Gianluca Buratto è un perfetto Jorge da Burgos, basso profondo; Giorgio Berrugi un inquietante e ben disegnato Remigio da Varagine, tenore; Carlo Vistoli, controtenore dalla grande raffinatezza timbrica ed espressiva, è più che all’altezza delle aspettative nei non comodi “panni” di Berengario, oltre che nel secondo ruolo di Adelmo da Otranto; Leonardo Cortellazzi, anch’egli impegnato in un doppio ruolo tenorile, risolve efficacemente sia la parte di Venanzio che quella di Giovanni Dalbena.
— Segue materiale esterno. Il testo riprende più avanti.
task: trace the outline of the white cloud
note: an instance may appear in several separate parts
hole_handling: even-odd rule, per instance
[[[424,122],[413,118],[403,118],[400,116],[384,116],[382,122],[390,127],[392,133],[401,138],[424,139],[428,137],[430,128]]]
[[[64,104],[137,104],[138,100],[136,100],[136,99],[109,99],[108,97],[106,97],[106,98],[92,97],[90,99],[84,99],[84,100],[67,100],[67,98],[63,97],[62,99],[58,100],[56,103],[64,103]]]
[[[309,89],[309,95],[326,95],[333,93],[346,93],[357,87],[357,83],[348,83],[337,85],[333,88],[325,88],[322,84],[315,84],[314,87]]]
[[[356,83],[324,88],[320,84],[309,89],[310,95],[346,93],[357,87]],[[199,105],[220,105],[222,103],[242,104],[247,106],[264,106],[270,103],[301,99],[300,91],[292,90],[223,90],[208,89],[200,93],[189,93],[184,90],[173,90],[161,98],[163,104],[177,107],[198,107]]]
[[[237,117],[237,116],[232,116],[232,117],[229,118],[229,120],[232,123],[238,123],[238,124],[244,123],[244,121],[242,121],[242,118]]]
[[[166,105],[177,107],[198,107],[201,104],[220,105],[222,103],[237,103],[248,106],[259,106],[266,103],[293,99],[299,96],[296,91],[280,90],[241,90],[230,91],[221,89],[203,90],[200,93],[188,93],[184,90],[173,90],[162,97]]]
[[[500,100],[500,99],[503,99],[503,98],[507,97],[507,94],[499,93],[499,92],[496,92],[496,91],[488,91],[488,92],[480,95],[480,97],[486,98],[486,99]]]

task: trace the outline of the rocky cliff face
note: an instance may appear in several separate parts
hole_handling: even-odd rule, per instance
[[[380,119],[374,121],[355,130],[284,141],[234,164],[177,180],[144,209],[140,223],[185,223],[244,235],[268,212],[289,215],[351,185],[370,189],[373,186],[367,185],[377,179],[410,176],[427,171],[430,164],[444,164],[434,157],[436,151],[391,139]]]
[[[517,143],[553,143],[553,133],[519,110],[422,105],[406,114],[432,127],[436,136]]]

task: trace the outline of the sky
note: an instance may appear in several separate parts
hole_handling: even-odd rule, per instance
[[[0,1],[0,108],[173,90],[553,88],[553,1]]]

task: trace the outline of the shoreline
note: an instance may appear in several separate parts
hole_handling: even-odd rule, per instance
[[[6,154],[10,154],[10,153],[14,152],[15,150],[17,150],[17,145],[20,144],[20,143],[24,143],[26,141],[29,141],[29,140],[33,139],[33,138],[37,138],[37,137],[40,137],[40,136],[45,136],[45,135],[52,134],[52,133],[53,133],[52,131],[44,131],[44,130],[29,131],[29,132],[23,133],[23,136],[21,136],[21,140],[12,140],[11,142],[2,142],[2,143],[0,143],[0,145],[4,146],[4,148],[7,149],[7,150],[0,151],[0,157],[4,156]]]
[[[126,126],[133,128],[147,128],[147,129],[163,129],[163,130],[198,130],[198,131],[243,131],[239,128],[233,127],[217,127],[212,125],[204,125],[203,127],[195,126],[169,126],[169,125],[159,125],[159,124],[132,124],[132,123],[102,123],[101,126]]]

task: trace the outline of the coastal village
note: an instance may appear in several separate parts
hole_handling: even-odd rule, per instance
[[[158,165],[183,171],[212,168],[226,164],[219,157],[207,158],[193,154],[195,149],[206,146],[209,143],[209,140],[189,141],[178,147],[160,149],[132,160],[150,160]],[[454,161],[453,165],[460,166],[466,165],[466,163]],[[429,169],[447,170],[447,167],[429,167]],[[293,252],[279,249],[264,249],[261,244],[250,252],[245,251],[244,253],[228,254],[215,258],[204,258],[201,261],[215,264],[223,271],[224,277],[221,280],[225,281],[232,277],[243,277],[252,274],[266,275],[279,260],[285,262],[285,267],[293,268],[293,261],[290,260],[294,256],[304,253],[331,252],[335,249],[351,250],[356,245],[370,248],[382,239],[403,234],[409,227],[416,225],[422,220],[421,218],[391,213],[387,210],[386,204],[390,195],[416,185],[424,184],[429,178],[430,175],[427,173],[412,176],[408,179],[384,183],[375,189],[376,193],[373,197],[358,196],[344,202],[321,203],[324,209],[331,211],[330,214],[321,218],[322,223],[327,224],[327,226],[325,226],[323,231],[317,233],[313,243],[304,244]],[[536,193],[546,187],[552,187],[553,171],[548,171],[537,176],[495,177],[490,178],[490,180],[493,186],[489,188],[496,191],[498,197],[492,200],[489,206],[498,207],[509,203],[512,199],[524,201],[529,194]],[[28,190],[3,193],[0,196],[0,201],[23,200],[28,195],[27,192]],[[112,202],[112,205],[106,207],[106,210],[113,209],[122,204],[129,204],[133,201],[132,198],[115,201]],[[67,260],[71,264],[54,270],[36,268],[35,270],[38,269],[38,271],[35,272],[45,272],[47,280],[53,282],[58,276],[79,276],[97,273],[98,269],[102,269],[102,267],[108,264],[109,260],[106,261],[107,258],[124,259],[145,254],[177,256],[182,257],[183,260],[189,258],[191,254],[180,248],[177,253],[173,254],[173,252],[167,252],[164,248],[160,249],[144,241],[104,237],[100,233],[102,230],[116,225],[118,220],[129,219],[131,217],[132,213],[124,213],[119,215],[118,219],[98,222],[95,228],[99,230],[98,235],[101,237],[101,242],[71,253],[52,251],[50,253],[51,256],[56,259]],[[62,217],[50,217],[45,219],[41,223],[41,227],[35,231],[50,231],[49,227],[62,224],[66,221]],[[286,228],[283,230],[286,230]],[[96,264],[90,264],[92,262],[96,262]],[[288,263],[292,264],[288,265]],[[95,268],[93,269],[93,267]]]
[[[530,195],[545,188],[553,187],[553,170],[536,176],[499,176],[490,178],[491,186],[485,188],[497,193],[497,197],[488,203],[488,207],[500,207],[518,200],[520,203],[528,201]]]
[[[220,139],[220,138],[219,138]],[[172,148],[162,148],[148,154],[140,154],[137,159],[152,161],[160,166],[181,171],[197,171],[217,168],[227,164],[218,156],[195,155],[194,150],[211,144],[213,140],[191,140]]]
Completano con una validissima prova il cast i comprimari Ramtin Ghazavi (cardinal Bertrando), Alessandro Senes (Jean d’Anneaux), Cecilia Bernini (Ubertino da Casale), Flavio d’Ambra (Michele da Cesena), Adrien Marthonat (Un cuciniere/Girolamo di Caffa), che si segnala per il bellissimo timbro lucido e scuro e per la vivacità interpretativa.
Al Coro del Teatro alla Scala, sempre una garanzia, guidato da Alberto Malazzi, è affidata la voce di Adso anziano, mentre i Novizi sono interpretati dal Coro di voci bianche dell’Accademia Teatro alla Scala, ben preparato da Bruno Casoni.
Successo ed applausi calorosi in un Teatro alla Scala da tutto esaurito, che non soltanto ha intrapreso spavaldamente la non facile missione di mettere in scena un’opera contemporanea nel tempio del belcanto, ma ne ha curato con efficacia, unita ad una narrazione fresca e convincente, la comunicazione, facendone un evento dai contorni irrinunciabili.